Union structs type tag memory layout

PatrickHaecker · November 12, 2025, 7:53am

Structs containing isbits fields of type Union use the isbits Union structs optimization. I was surprised to learn that

The type tag byte for a type’s Union field is stored directly after the field’s computed Union memory.

Take the following example (which is a simplification of my real problem with different types, but same memory layout):

struct MyStruct
    a::Union{Int32, UInt32}
    b::Union{Int32, UInt32}
    c::Union{Int32, UInt32}
    d::Union{Int32, UInt32}
end

where the Unions effectively double the needed space, as this kind of gets transformed into

struct MyStruct
    a::NTuple{4, UInt8}
    a_type_tag::UInt8
    b::NTuple{4, UInt8}
    b_type_tag::UInt8
    c::NTuple{4, UInt8}
    c_type_tag::UInt8
    d::NTuple{4, UInt8}
    d_type_tag::UInt8
end

adding three bytes of padding to each (Union) field resulting in 32 bytes.

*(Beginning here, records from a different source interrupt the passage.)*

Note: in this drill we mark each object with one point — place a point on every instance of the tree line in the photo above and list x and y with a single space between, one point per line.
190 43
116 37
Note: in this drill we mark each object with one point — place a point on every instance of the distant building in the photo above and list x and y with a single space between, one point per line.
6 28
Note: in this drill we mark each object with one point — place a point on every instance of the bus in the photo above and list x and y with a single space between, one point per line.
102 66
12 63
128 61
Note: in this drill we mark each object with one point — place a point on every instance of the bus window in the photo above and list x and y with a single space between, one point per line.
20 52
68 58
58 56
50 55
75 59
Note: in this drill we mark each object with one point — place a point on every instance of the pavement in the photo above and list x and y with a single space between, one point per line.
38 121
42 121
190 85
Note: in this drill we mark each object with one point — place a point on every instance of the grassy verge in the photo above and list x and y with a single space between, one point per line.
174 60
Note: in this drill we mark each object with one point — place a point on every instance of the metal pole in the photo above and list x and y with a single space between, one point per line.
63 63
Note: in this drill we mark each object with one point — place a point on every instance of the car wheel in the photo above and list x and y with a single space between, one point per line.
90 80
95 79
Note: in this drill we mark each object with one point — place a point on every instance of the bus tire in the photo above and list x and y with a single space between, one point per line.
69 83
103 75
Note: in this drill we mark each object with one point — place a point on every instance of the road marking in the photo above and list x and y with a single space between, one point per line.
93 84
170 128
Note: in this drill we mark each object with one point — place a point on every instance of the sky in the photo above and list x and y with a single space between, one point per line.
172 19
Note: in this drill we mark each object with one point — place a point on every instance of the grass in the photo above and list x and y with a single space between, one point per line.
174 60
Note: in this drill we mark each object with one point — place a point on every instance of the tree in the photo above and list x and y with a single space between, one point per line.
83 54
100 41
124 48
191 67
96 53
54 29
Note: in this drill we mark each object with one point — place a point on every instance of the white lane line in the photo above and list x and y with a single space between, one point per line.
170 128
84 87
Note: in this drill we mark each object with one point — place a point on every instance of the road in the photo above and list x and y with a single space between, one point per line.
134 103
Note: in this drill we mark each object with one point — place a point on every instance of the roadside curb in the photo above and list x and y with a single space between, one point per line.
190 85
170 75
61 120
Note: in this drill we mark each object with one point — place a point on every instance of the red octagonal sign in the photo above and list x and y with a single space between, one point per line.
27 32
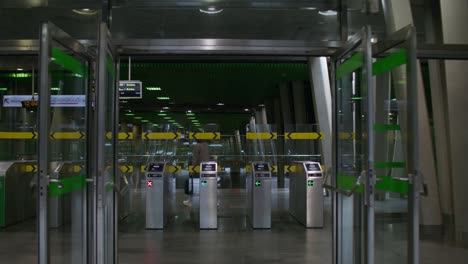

Instead, I would have expected that all type tags are appended at the end of the struct resulting in something like

struct MyStruct
    a::NTuple{4, UInt8}
    b::NTuple{4, UInt8}
    c::NTuple{4, UInt8}
    d::NTuple{4, UInt8}
    a_type_tag::UInt8
    b_type_tag::UInt8
    c_type_tag::UInt8
    d_type_tag::UInt8
end

with 20 bytes. And this ratio of needing 8/5 of the memory isn’t even the worst case as the Union fields could also have more demanding alignment constraints going towards larger regular types or even SIMD types (I think a memory efficiency of 65/128 is the limit with AVX 512, but anyway, it can get close to 50%).

To achieve optimum packing, fields can be ordered by their alignment constraints. This is impossible when the type tags immediately follow the Union field as can be seen above.

I think that the “always at the end of the struct” proposal would be no loss in generality. To achieve the current behavior, you could move each Union field into its own struct and use that struct instead as the field’s type, so

struct EitherInt32
    val::Union{Int32, UInt32}
end
struct MyStruct
    a::EitherInt32
    b::EitherInt32
end

would effectively result in

struct MyStruct
    a::NTuple{4, UInt8}
    a_type_tag::UInt8
    b::NTuple{4, UInt8}
    b_type_tag::UInt8
end

In general we can’t reorder fields, or influence padding, because we want to be compatible to C, but in this case I think we could, as C doesn’t have these kind of unions.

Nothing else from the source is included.